SM31C-2508
Europa's Plasma Environment: A Reanalysis of Galileo PLS and PWS Observations
Wednesday, 16 December 2015
Poster Hall (Moscone South)
Timothy A Cassidy, Laboratory for Atmospheric and Space Physics, Boulder, CO, United States
Abstract:
We present a new analysis of Galileo plasma observations in the vicinity of Europa’s orbit. We estimated plasma densities and temperatures from the Plasma Wave Spectrometer and Plasma Spectrometer instruments. Both density and temperature show extreme fluctuations. As expected some of this results from Europa's varying distance from the centrifugal equator, but most of the variability is random.

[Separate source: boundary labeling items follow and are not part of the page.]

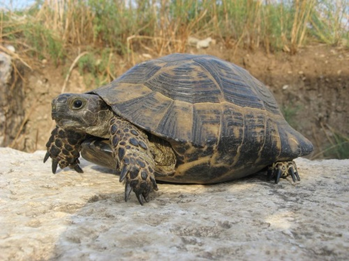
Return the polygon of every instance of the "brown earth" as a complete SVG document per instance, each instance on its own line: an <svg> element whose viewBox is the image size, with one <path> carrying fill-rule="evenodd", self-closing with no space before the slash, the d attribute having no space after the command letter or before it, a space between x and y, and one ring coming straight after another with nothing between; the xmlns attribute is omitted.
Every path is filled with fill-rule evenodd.
<svg viewBox="0 0 349 261"><path fill-rule="evenodd" d="M217 44L199 50L188 47L187 51L213 55L233 62L267 85L290 124L313 142L315 149L310 158L349 157L348 50L316 45L302 48L294 55L242 49L234 55L234 50ZM149 59L141 52L134 57L136 63ZM112 73L116 77L133 65L126 58L114 58L117 69ZM67 71L66 66L57 67L49 61L27 71L26 123L23 133L13 146L15 148L29 152L45 149L54 124L51 101L62 91L64 73ZM87 86L86 82L75 68L64 92L80 93L98 87Z"/></svg>

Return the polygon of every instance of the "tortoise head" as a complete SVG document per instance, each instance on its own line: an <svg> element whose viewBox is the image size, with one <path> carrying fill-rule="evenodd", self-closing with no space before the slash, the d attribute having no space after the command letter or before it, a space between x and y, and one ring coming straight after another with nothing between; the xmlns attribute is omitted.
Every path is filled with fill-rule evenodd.
<svg viewBox="0 0 349 261"><path fill-rule="evenodd" d="M107 135L113 112L98 95L65 93L52 101L52 118L66 129L94 136Z"/></svg>

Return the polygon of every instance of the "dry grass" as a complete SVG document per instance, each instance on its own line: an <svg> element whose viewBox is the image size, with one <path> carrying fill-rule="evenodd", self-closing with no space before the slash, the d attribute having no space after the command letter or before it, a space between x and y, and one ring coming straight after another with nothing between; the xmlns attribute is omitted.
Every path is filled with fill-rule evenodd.
<svg viewBox="0 0 349 261"><path fill-rule="evenodd" d="M24 10L2 10L0 41L15 46L21 55L57 63L67 50L89 47L111 48L131 61L140 49L157 56L183 52L191 35L211 37L235 50L294 53L310 36L347 42L348 2L44 0Z"/></svg>

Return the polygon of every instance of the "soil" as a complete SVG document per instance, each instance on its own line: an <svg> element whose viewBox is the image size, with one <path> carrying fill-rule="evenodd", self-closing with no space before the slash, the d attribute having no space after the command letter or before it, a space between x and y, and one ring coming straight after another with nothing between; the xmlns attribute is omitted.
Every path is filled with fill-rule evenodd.
<svg viewBox="0 0 349 261"><path fill-rule="evenodd" d="M261 50L235 52L217 44L206 49L188 47L187 52L213 55L233 62L266 84L287 120L313 142L315 149L310 158L349 157L349 50L316 44L293 55L284 52L268 54ZM134 54L134 62L148 60L151 55L156 57L146 54ZM114 58L117 69L112 72L116 77L133 65L126 57ZM61 93L67 71L66 65L57 67L49 61L26 72L26 123L15 148L28 152L45 149L54 126L51 101ZM75 68L64 92L81 93L98 87L87 86L85 82Z"/></svg>

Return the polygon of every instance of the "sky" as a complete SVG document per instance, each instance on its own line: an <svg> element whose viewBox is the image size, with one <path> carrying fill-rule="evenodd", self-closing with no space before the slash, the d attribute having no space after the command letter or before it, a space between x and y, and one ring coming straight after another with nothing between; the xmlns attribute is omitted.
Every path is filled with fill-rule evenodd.
<svg viewBox="0 0 349 261"><path fill-rule="evenodd" d="M35 2L35 0L0 0L0 9L19 9L29 6Z"/></svg>

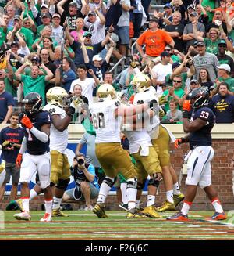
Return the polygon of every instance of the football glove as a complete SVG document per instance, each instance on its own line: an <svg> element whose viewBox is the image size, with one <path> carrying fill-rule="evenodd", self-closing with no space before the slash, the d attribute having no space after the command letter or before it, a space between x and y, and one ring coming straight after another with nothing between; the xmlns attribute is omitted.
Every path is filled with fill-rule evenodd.
<svg viewBox="0 0 234 256"><path fill-rule="evenodd" d="M179 148L179 146L182 143L185 143L185 139L184 138L179 138L176 139L176 142L174 142L174 146L176 149Z"/></svg>
<svg viewBox="0 0 234 256"><path fill-rule="evenodd" d="M34 127L31 121L26 116L20 120L20 123L30 130Z"/></svg>
<svg viewBox="0 0 234 256"><path fill-rule="evenodd" d="M20 168L21 165L21 162L22 162L22 153L19 153L17 158L16 160L16 165L18 168Z"/></svg>
<svg viewBox="0 0 234 256"><path fill-rule="evenodd" d="M158 104L164 105L168 102L168 99L165 96L158 97Z"/></svg>

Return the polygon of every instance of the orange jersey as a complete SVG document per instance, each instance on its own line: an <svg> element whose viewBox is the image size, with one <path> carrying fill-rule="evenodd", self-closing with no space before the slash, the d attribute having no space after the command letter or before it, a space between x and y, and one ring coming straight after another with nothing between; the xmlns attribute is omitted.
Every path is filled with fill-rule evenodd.
<svg viewBox="0 0 234 256"><path fill-rule="evenodd" d="M158 29L152 32L148 30L137 39L140 45L145 45L145 53L151 57L160 56L166 45L172 41L172 38L165 31Z"/></svg>

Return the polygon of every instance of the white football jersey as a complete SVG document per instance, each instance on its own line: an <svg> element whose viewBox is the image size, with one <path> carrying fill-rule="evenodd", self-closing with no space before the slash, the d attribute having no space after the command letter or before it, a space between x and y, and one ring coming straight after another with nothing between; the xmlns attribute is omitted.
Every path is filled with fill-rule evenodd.
<svg viewBox="0 0 234 256"><path fill-rule="evenodd" d="M150 86L149 88L143 92L137 92L135 94L133 104L142 104L147 103L152 99L156 99L158 102L157 92L153 86ZM159 110L159 107L158 107ZM160 124L158 114L156 114L151 119L150 124L146 128L148 132L151 132L154 128L158 127Z"/></svg>
<svg viewBox="0 0 234 256"><path fill-rule="evenodd" d="M66 114L65 110L52 104L47 104L44 106L43 110L48 111L51 115L58 114L60 116L61 119L63 119ZM68 144L68 129L65 129L62 132L56 129L53 123L51 126L51 134L50 134L50 150L57 150L62 153L66 153L65 150Z"/></svg>
<svg viewBox="0 0 234 256"><path fill-rule="evenodd" d="M144 149L152 146L151 137L145 129L141 131L123 131L129 142L130 153L137 153L140 146Z"/></svg>
<svg viewBox="0 0 234 256"><path fill-rule="evenodd" d="M96 130L95 143L120 142L121 117L115 117L117 100L105 99L90 108Z"/></svg>

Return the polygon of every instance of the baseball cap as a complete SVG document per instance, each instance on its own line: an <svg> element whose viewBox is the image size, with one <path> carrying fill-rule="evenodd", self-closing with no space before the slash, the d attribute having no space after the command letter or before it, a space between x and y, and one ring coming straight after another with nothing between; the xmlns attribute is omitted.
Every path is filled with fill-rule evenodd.
<svg viewBox="0 0 234 256"><path fill-rule="evenodd" d="M48 13L42 13L41 14L41 18L42 19L42 18L50 18L51 17L51 16L50 16L50 14Z"/></svg>
<svg viewBox="0 0 234 256"><path fill-rule="evenodd" d="M88 13L88 16L90 16L90 15L94 15L94 16L95 16L96 15L96 13L95 12L89 12L89 13Z"/></svg>
<svg viewBox="0 0 234 256"><path fill-rule="evenodd" d="M43 7L44 7L44 8L48 8L48 5L46 5L46 4L42 4L42 5L41 5L41 9Z"/></svg>
<svg viewBox="0 0 234 256"><path fill-rule="evenodd" d="M191 81L190 81L190 85L192 84L192 83L195 83L195 84L198 84L198 81L197 80L196 80L196 79L192 79Z"/></svg>
<svg viewBox="0 0 234 256"><path fill-rule="evenodd" d="M158 23L158 19L156 17L151 17L150 22L157 22Z"/></svg>
<svg viewBox="0 0 234 256"><path fill-rule="evenodd" d="M19 47L19 44L17 43L17 41L14 41L11 43L11 46L14 46L14 45Z"/></svg>
<svg viewBox="0 0 234 256"><path fill-rule="evenodd" d="M15 16L14 16L14 20L20 20L21 19L20 19L20 15L15 15Z"/></svg>
<svg viewBox="0 0 234 256"><path fill-rule="evenodd" d="M170 4L169 2L167 2L167 3L164 5L163 8L164 8L164 9L165 9L165 8L172 8L172 6L171 5L171 4Z"/></svg>
<svg viewBox="0 0 234 256"><path fill-rule="evenodd" d="M74 6L74 7L77 8L77 4L76 4L76 2L70 2L70 3L69 4L69 5L73 5L73 6Z"/></svg>
<svg viewBox="0 0 234 256"><path fill-rule="evenodd" d="M161 62L161 59L160 56L158 56L158 57L156 57L156 58L154 58L154 59L153 59L153 62L154 62L154 63L158 63L158 62Z"/></svg>
<svg viewBox="0 0 234 256"><path fill-rule="evenodd" d="M61 16L60 16L58 13L55 13L55 14L52 16L52 19L55 18L55 17L58 17L58 18L61 19Z"/></svg>
<svg viewBox="0 0 234 256"><path fill-rule="evenodd" d="M203 46L205 46L205 43L203 41L197 41L197 44L196 44L196 46L197 45L203 45Z"/></svg>
<svg viewBox="0 0 234 256"><path fill-rule="evenodd" d="M187 9L192 8L194 11L195 11L195 7L193 5L189 5L188 7L187 7Z"/></svg>
<svg viewBox="0 0 234 256"><path fill-rule="evenodd" d="M198 14L197 14L197 12L193 12L193 13L191 13L190 14L190 16L198 16Z"/></svg>
<svg viewBox="0 0 234 256"><path fill-rule="evenodd" d="M231 67L229 64L221 64L220 66L218 66L217 68L218 70L225 70L228 72L231 72Z"/></svg>
<svg viewBox="0 0 234 256"><path fill-rule="evenodd" d="M176 67L179 67L180 66L180 63L179 63L179 62L174 62L173 63L172 63L172 70L174 69L174 68L176 68Z"/></svg>
<svg viewBox="0 0 234 256"><path fill-rule="evenodd" d="M85 31L83 34L83 38L86 38L87 36L92 36L92 33L90 32L90 31Z"/></svg>
<svg viewBox="0 0 234 256"><path fill-rule="evenodd" d="M161 53L161 58L165 57L165 56L170 56L171 54L168 52L164 51Z"/></svg>
<svg viewBox="0 0 234 256"><path fill-rule="evenodd" d="M93 57L93 61L94 61L94 60L101 61L101 60L103 60L103 59L102 59L101 56L100 56L99 54L96 54Z"/></svg>
<svg viewBox="0 0 234 256"><path fill-rule="evenodd" d="M227 43L226 43L226 41L224 39L221 39L218 42L218 45L227 45Z"/></svg>
<svg viewBox="0 0 234 256"><path fill-rule="evenodd" d="M34 57L32 59L31 59L31 62L33 61L37 61L37 63L39 63L39 59L37 57Z"/></svg>

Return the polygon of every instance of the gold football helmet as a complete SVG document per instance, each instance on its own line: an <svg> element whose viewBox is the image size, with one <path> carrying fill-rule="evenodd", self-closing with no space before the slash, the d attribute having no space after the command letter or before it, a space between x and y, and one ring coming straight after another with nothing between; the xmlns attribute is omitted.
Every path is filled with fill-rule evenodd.
<svg viewBox="0 0 234 256"><path fill-rule="evenodd" d="M115 90L114 87L110 84L101 85L97 92L98 99L115 99Z"/></svg>
<svg viewBox="0 0 234 256"><path fill-rule="evenodd" d="M66 90L58 86L52 87L46 93L46 99L48 103L62 107L64 100L68 97Z"/></svg>
<svg viewBox="0 0 234 256"><path fill-rule="evenodd" d="M150 78L145 74L139 74L135 75L131 85L133 85L136 87L138 92L142 92L147 90L151 85Z"/></svg>

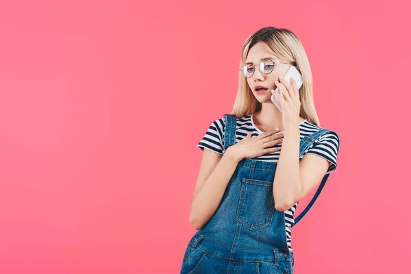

An anti-correlation in ion density and temperature suggests that these fluctuations are due to flux tube interchange—cold and dense plasma traveling outward from the Io plasma torus interchanging with hot and tenuous plasma traveling inward from the outer magnetosphere. The unusually large plasma density observed during Galileo’s E12 Europa encounter falls onto this temperature/density regression, suggesting that Galileo observed a cold flux tube traveling outward from the Io plasma torus. We also find that the plasma is significantly denser than generally appreciated, with a median electron density of ~160 cm-3. These new results have important implications for models of Europa’s interaction with the jovian magnetosphere. Many models assume a much lower plasma density, and telescopic observations have been interpreted using these low values. These much higher densities suggest, e.g., much larger charge exchange rates, a process that is often ignored at Europa. Assumptions built into such models will need to be revisited.